Deep Learning vs. Financial Fraud Real-Time Detection in High-Frequency Trading

Abstract

HFT systems are sensitive to microseconds, and generate order-book streams that present novel challenges to the detection of fraud-related behaviors like spoofing and layering. Current algebraic-based surveillance strategies are ineffective in describing the nonlinear temporal patterns and subtle manipulation schemes that exist in contemporary financial markets since these strategies are typically solely rule-based.
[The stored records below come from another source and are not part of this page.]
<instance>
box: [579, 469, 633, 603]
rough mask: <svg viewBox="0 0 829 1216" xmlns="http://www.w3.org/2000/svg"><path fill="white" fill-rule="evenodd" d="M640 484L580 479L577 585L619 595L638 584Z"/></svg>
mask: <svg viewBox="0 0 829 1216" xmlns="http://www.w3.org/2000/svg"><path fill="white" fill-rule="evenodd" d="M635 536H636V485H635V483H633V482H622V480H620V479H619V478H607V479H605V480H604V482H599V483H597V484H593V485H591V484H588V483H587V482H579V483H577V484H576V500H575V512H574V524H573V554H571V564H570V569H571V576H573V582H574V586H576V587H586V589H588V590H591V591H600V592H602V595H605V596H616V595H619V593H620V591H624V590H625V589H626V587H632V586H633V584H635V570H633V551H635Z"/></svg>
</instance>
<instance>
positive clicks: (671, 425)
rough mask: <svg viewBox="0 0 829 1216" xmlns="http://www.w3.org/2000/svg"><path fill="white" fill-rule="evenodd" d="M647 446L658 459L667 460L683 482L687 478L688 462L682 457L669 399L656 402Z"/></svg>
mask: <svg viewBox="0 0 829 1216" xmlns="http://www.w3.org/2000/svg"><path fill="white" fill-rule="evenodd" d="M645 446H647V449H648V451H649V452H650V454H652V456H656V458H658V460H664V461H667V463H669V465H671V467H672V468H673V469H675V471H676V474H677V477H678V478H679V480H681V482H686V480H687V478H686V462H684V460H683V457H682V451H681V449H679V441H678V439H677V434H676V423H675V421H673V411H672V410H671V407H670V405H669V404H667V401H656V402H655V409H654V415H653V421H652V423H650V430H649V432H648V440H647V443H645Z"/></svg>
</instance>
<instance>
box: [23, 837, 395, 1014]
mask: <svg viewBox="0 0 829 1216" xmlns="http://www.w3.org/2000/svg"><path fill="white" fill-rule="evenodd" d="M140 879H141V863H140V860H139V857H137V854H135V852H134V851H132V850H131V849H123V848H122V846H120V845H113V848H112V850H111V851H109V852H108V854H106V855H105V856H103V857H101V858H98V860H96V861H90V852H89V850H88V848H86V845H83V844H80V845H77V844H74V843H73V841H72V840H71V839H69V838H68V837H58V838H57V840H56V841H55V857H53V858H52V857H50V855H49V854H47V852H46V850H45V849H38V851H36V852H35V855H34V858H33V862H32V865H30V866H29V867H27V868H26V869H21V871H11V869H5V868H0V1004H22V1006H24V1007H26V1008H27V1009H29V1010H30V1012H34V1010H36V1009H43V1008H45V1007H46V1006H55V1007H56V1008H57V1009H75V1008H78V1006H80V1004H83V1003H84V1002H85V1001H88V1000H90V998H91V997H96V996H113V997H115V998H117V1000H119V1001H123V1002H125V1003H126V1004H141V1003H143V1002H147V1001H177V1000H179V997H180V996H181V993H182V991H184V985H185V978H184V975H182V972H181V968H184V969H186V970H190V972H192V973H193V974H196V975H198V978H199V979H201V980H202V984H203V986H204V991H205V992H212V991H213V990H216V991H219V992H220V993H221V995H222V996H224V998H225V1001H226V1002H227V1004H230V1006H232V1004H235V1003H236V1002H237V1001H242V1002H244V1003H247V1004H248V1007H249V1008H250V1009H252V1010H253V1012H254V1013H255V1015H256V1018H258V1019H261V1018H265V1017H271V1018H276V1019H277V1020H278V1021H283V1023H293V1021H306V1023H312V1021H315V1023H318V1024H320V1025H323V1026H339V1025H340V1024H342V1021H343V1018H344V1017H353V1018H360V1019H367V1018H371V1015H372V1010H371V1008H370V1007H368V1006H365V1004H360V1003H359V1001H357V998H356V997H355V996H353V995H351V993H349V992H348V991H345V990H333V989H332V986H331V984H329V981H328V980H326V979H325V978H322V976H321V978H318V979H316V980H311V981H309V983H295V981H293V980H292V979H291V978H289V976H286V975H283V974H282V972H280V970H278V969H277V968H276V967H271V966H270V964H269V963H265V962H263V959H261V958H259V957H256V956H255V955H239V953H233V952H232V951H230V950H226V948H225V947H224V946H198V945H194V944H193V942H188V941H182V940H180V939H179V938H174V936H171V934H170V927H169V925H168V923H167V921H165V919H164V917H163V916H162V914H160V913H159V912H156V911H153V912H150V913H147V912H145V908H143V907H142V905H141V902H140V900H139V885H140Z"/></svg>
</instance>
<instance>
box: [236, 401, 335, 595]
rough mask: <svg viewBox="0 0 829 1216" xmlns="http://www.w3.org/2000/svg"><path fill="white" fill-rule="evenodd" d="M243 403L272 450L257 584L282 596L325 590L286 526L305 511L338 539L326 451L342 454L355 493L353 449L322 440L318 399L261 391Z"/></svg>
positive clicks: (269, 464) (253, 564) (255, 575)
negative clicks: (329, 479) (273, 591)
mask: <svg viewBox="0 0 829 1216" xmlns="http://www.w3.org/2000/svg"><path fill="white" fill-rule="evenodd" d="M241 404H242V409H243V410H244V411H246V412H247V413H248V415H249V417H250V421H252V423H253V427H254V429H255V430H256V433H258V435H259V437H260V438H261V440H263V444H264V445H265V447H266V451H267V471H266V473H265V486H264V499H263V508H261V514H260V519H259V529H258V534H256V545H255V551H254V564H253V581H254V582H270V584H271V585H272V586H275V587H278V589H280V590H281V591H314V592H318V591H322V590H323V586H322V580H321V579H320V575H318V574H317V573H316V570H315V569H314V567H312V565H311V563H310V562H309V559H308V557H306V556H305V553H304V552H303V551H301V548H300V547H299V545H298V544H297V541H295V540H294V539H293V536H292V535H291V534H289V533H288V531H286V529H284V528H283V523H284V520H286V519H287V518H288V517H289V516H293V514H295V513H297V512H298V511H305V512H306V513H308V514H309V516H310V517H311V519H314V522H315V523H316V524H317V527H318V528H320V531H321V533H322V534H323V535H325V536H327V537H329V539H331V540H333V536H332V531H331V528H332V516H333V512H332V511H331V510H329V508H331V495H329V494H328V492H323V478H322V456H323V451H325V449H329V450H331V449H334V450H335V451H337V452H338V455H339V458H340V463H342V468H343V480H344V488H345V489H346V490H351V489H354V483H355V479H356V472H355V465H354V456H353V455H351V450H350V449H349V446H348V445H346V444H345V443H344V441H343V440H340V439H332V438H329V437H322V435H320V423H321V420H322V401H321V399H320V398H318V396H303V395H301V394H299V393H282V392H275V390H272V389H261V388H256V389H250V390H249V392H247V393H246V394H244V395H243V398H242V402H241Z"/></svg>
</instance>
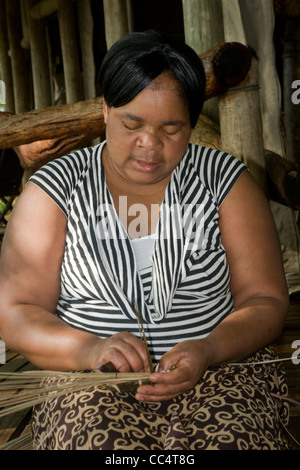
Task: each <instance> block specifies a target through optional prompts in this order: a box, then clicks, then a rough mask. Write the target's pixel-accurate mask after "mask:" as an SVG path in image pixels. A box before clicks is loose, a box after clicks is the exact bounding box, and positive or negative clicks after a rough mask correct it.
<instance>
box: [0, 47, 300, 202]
mask: <svg viewBox="0 0 300 470" xmlns="http://www.w3.org/2000/svg"><path fill="white" fill-rule="evenodd" d="M200 57H201V59H202V61H203V65H204V68H205V73H206V90H205V99H206V100H207V99H209V98H211V97H214V96H220V97H221V98H222V96H226V94H227V92H228V90H229V91H230V90H232V89H233V88H234V89H236V88H237V87H240V90H238V91H240V94H241V96H242V97H243V95H244V96H245V98H244V99H245V100H249V96H251V95H249V93H243V91H244V89H245V87H247V86H248V82H249V73H250V72H249V71H250V68H251V65H252V64H253V60H254V55H253V53H252V50H250V48H248V47H246V46H243V45H242V44H239V43H224V44H221V45H219V46H217V47H214V48H213V49H212V50H210V51H208V52H206V53H205V54H202V55H201V56H200ZM248 88H249V86H248ZM257 88H258V87H257ZM246 91H247V92H248V91H249V90H248V89H247V90H246ZM253 91H254V92H256V93H257V90H256V89H255V87H253ZM225 103H226V98H225ZM245 109H247V108H245ZM256 114H257V119H259V114H260V113H259V109H258V110H257V113H256ZM0 117H1V120H0V148H14V149H15V151H16V152H17V155H18V157H19V160H20V163H21V166H22V168H23V169H27V170H28V169H30V170H31V171H35V170H36V169H38V168H39V167H40V166H42V165H44V164H45V163H46V162H48V161H51V160H53V159H54V158H57V157H59V156H62V155H65V154H67V153H69V152H70V151H73V150H75V149H78V148H81V147H83V146H85V145H88V144H89V143H90V142H91V141H93V140H94V139H96V138H99V137H100V138H101V139H103V138H104V136H105V124H104V120H103V111H102V98H101V97H96V98H91V99H88V100H83V101H80V102H76V103H71V104H66V105H58V106H51V107H48V108H44V109H39V110H33V111H29V112H26V113H22V114H16V115H10V114H8V113H1V116H0ZM254 119H256V115H255V116H254ZM249 124H250V123H248V124H246V126H245V129H243V131H244V132H245V133H246V134H247V133H248V140H249V141H248V147H249V149H250V154H251V148H252V146H253V139H255V138H256V137H257V136H254V135H250V134H249V129H251V128H252V129H254V132H255V126H251V125H249ZM223 127H224V129H226V125H225V124H223ZM224 133H225V131H224V130H223V134H222V120H221V135H222V138H221V137H220V130H219V129H218V127H217V126H214V125H213V124H212V123H211V122H210V121H208V120H207V119H206V118H205V117H204V116H202V115H201V116H200V118H199V121H198V124H197V126H196V128H195V130H194V132H193V135H192V139H191V141H192V142H195V143H198V144H202V145H206V146H210V147H214V148H219V149H220V148H222V149H223V150H225V151H230V152H231V149H230V148H224V142H226V135H224ZM231 135H232V130H231ZM228 140H230V139H228ZM225 147H226V145H225ZM231 153H234V152H231ZM252 153H255V151H254V152H253V151H252ZM236 156H237V157H239V158H241V159H243V160H244V159H245V158H244V155H236ZM260 158H261V160H262V162H261V165H262V168H263V169H264V170H265V175H264V176H265V177H266V182H267V191H268V193H269V196H270V198H271V199H273V200H275V201H277V202H280V203H282V204H285V205H287V206H289V207H291V208H293V209H296V210H298V209H299V208H300V191H299V188H300V179H299V168H298V166H297V165H296V164H294V163H291V162H288V161H287V160H285V159H283V158H281V157H280V156H278V155H275V154H273V153H270V152H264V155H262V156H260ZM245 163H246V164H248V165H249V166H250V167H251V156H250V161H246V162H245ZM255 164H256V165H257V162H256V163H255ZM262 186H264V183H262Z"/></svg>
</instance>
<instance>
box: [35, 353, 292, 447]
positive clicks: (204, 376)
mask: <svg viewBox="0 0 300 470" xmlns="http://www.w3.org/2000/svg"><path fill="white" fill-rule="evenodd" d="M273 359H274V355H273V351H272V349H271V348H266V349H264V350H262V351H259V352H258V353H256V354H255V355H254V356H252V357H250V358H248V359H247V360H246V361H244V362H242V363H241V364H238V365H230V364H227V365H222V366H219V367H216V368H211V369H208V370H207V371H206V373H205V374H204V376H203V378H202V379H201V380H200V381H199V383H198V384H197V385H196V386H195V387H194V388H193V389H192V390H190V391H188V392H186V393H183V394H182V395H180V396H178V397H176V398H175V399H172V400H170V401H164V402H158V403H145V402H139V401H137V400H136V399H135V398H134V395H132V394H130V393H124V392H118V391H113V390H103V389H100V388H97V387H93V388H92V389H89V390H87V391H86V390H85V391H82V392H76V393H74V392H72V393H70V394H67V395H64V396H62V397H59V398H55V399H50V400H48V401H46V402H44V403H42V404H40V405H37V406H35V408H34V410H33V414H32V437H33V445H34V448H35V449H40V450H81V449H82V450H152V451H156V450H165V451H167V450H204V449H207V450H217V449H219V450H287V449H288V448H289V446H288V439H287V436H286V432H285V429H286V426H287V424H288V405H287V404H286V402H285V401H284V400H282V399H280V398H278V397H279V396H281V397H285V396H287V385H286V378H285V372H284V368H283V366H282V364H281V363H278V362H272V363H267V364H255V365H253V363H254V362H255V363H259V362H261V361H266V360H268V361H270V360H273Z"/></svg>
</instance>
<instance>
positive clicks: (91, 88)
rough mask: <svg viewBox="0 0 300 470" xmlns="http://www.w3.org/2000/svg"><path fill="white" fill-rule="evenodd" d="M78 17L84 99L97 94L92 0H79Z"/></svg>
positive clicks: (93, 22)
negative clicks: (82, 73)
mask: <svg viewBox="0 0 300 470" xmlns="http://www.w3.org/2000/svg"><path fill="white" fill-rule="evenodd" d="M77 17H78V24H79V33H80V47H81V56H82V69H83V91H84V99H85V100H87V99H89V98H94V97H95V96H96V80H95V79H96V68H95V61H94V51H93V32H94V22H93V16H92V11H91V2H90V0H77Z"/></svg>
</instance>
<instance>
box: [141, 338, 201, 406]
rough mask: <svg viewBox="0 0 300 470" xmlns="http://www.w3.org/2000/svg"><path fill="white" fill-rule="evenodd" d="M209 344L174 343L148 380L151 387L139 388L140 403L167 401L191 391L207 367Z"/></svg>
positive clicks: (196, 342) (161, 360)
mask: <svg viewBox="0 0 300 470" xmlns="http://www.w3.org/2000/svg"><path fill="white" fill-rule="evenodd" d="M209 358H210V344H209V341H207V340H206V339H203V340H189V341H183V342H181V343H178V344H177V345H176V346H174V347H173V348H172V349H171V350H170V351H168V352H167V353H166V354H164V356H163V357H162V358H161V360H160V363H159V371H158V372H154V373H152V374H151V376H150V380H151V382H153V385H152V384H151V385H141V386H140V387H139V388H138V390H137V393H136V399H137V400H140V401H164V400H170V399H172V398H174V397H176V396H178V395H180V394H181V393H183V392H186V391H187V390H190V389H191V388H193V387H194V386H195V385H196V383H197V382H198V381H199V379H200V378H201V377H202V375H203V373H204V372H205V370H206V369H207V367H208V366H209Z"/></svg>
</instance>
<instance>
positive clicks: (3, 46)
mask: <svg viewBox="0 0 300 470" xmlns="http://www.w3.org/2000/svg"><path fill="white" fill-rule="evenodd" d="M8 51H9V41H8V33H7V23H6V7H5V0H0V78H1V80H3V82H4V84H5V103H3V104H5V110H6V111H7V112H10V113H14V112H15V99H14V92H13V86H12V83H13V78H12V69H11V60H10V58H9V55H8Z"/></svg>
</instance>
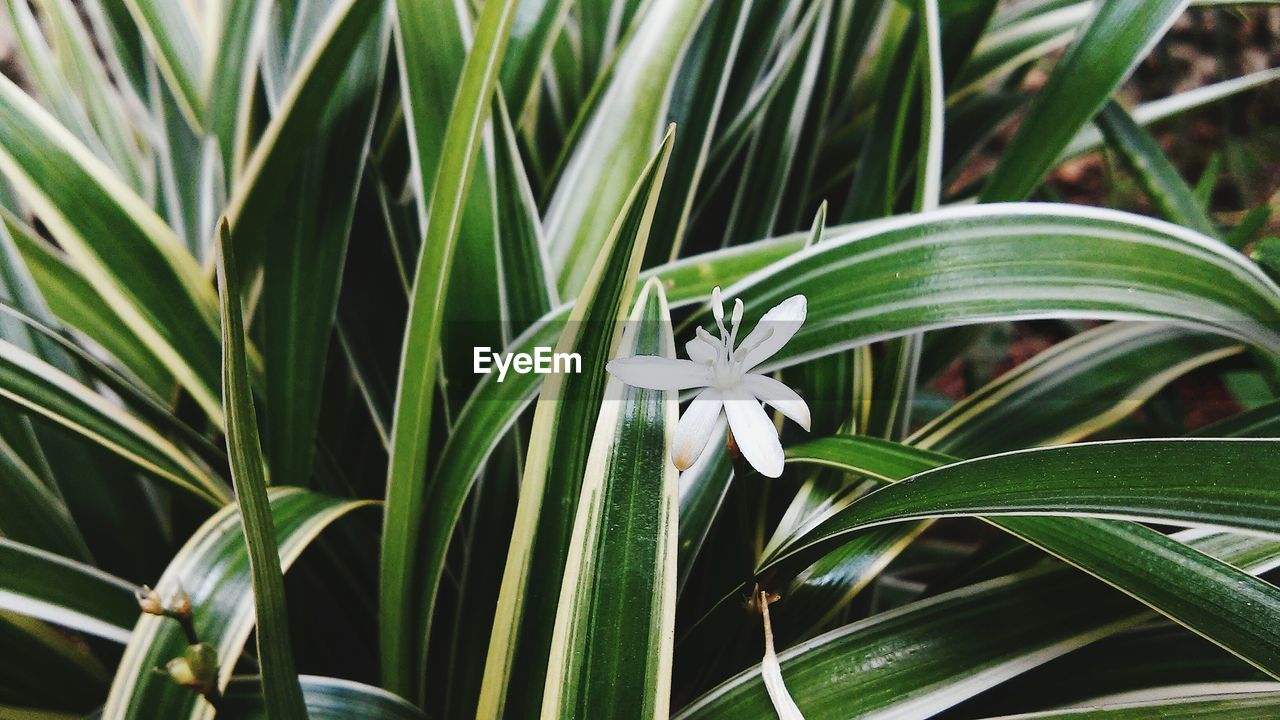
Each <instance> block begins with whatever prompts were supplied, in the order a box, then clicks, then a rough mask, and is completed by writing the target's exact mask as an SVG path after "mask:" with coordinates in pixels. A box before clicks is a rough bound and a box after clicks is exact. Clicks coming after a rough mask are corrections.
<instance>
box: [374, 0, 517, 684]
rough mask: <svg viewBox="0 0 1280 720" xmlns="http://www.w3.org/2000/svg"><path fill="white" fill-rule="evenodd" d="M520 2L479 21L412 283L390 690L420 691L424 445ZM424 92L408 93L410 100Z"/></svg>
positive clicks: (394, 560)
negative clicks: (410, 93) (422, 526)
mask: <svg viewBox="0 0 1280 720" xmlns="http://www.w3.org/2000/svg"><path fill="white" fill-rule="evenodd" d="M515 10H516V1H515V0H497V1H494V3H488V4H486V5H485V6H484V9H483V10H481V14H480V18H479V20H477V24H476V36H475V41H474V44H472V45H471V50H470V51H468V53H467V59H466V64H465V65H463V68H462V77H461V79H460V81H458V90H457V95H456V97H454V101H453V109H452V110H451V113H449V122H448V126H447V128H445V131H444V145H443V149H442V154H440V164H439V172H438V174H436V178H435V183H434V186H433V188H431V201H430V204H429V205H428V208H429V213H428V214H429V217H428V222H426V227H425V231H424V233H425V234H424V240H422V251H421V252H420V254H419V260H417V269H416V270H415V273H413V290H412V292H411V297H410V310H408V320H407V327H406V331H404V345H403V351H402V354H401V374H399V382H398V387H397V391H396V409H394V418H393V421H392V437H390V459H389V462H388V470H387V521H385V523H384V525H383V556H381V580H380V582H381V594H380V597H379V602H380V606H379V607H380V610H379V616H380V618H379V621H380V629H381V634H380V638H381V656H383V683H384V684H385V685H387V687H388V688H389V689H392V691H393V692H399V693H404V694H411V696H412V697H421V696H422V687H421V685H422V683H425V676H424V671H422V665H424V656H425V643H426V634H425V633H420V632H419V628H420V625H419V621H416V620H411V618H421V616H420V615H416V612H417V609H415V607H413V603H412V598H413V592H412V591H411V589H408V588H410V587H412V580H413V577H415V573H416V571H417V565H416V564H415V562H413V560H415V550H416V546H417V543H419V534H420V530H421V527H420V523H421V515H422V496H424V489H425V486H426V478H425V474H426V454H428V442H429V439H430V428H431V409H433V402H434V397H435V380H436V370H438V369H439V361H440V352H439V348H440V338H442V327H443V320H444V300H445V296H447V293H448V287H449V275H451V272H452V265H453V255H454V250H456V249H457V240H458V228H460V224H461V220H462V213H463V208H465V205H466V199H467V190H468V187H470V184H471V177H472V174H474V173H475V169H476V164H477V156H476V155H477V151H479V149H480V140H481V135H483V132H484V127H485V124H486V123H488V120H489V114H490V111H492V109H493V95H494V90H495V87H497V82H498V67H499V64H500V63H502V55H503V51H504V50H506V46H507V37H508V35H509V32H511V23H512V20H513V18H515ZM403 29H404V28H403V27H402V31H403ZM413 29H417V31H421V29H422V28H420V27H417V28H413ZM410 40H412V41H421V40H424V38H422V37H411V38H410ZM426 100H428V99H425V97H411V102H419V101H426ZM424 192H426V188H425V187H424ZM420 621H421V623H424V624H425V623H426V619H425V618H422V619H421V620H420Z"/></svg>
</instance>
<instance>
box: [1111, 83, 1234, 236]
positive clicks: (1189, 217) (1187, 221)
mask: <svg viewBox="0 0 1280 720" xmlns="http://www.w3.org/2000/svg"><path fill="white" fill-rule="evenodd" d="M1097 123H1098V127H1101V128H1102V135H1105V136H1106V137H1107V142H1108V143H1110V145H1111V147H1112V149H1114V150H1115V151H1116V152H1119V154H1120V158H1123V159H1124V164H1125V165H1126V167H1128V168H1129V170H1130V172H1133V174H1134V177H1135V178H1137V179H1138V184H1139V186H1140V187H1142V190H1143V192H1146V195H1147V199H1148V200H1151V204H1152V205H1155V206H1156V210H1157V211H1158V213H1160V215H1161V217H1162V218H1164V219H1166V220H1169V222H1171V223H1178V224H1180V225H1183V227H1188V228H1192V229H1194V231H1196V232H1201V233H1204V234H1207V236H1210V237H1215V236H1217V228H1215V227H1213V222H1212V220H1210V218H1208V215H1207V214H1206V211H1204V210H1203V209H1202V208H1201V202H1199V200H1198V199H1197V197H1196V193H1194V191H1193V190H1192V188H1190V187H1189V186H1188V184H1187V181H1184V179H1183V177H1181V176H1180V174H1178V168H1175V167H1174V164H1172V163H1170V161H1169V158H1165V152H1164V150H1161V149H1160V145H1157V143H1156V138H1153V137H1151V136H1149V135H1148V133H1147V132H1146V131H1143V129H1142V128H1140V127H1139V126H1138V123H1135V122H1134V120H1133V118H1132V117H1129V113H1126V111H1125V109H1124V108H1121V106H1120V105H1119V104H1117V102H1116V101H1114V100H1112V101H1108V102H1107V104H1106V105H1103V106H1102V110H1101V111H1100V113H1098V117H1097Z"/></svg>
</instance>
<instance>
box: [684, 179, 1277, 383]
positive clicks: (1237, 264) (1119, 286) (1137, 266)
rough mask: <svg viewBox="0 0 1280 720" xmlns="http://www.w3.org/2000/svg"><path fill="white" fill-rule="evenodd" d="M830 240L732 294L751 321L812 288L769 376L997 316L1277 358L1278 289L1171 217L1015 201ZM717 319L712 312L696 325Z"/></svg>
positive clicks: (1238, 258)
This paper presents an exploratory investigation of DL architectures to support real-time fraud detection in HFT, albeit with very low costs in terms of latency and in spite of predictions with a high level of accuracy. We test temporal convolutional networks (TCNs) and lightweight Transformers as well as machine learning- and rule-based baselines under a mix of historical data collected on a limit-order-book (LOB) and simulator-generated manipulation scenarios. We combine latency-aware acceleration techniques, including quantization, pruning, and micro-batching within a streaming design that can complete inference in sub-5 Ms. Experimental outcomes support the claim that DL models can perform detection better at extremely low false-positive rates even as operational service-level objectives are met. In addition to benchmarking, we cite difficulties of distributional robustness, deployment tradeoffs and explain ability, providing a reproducible framework and methodological improvements to applying deep learning to real time fraud detection in high frequency financial settings.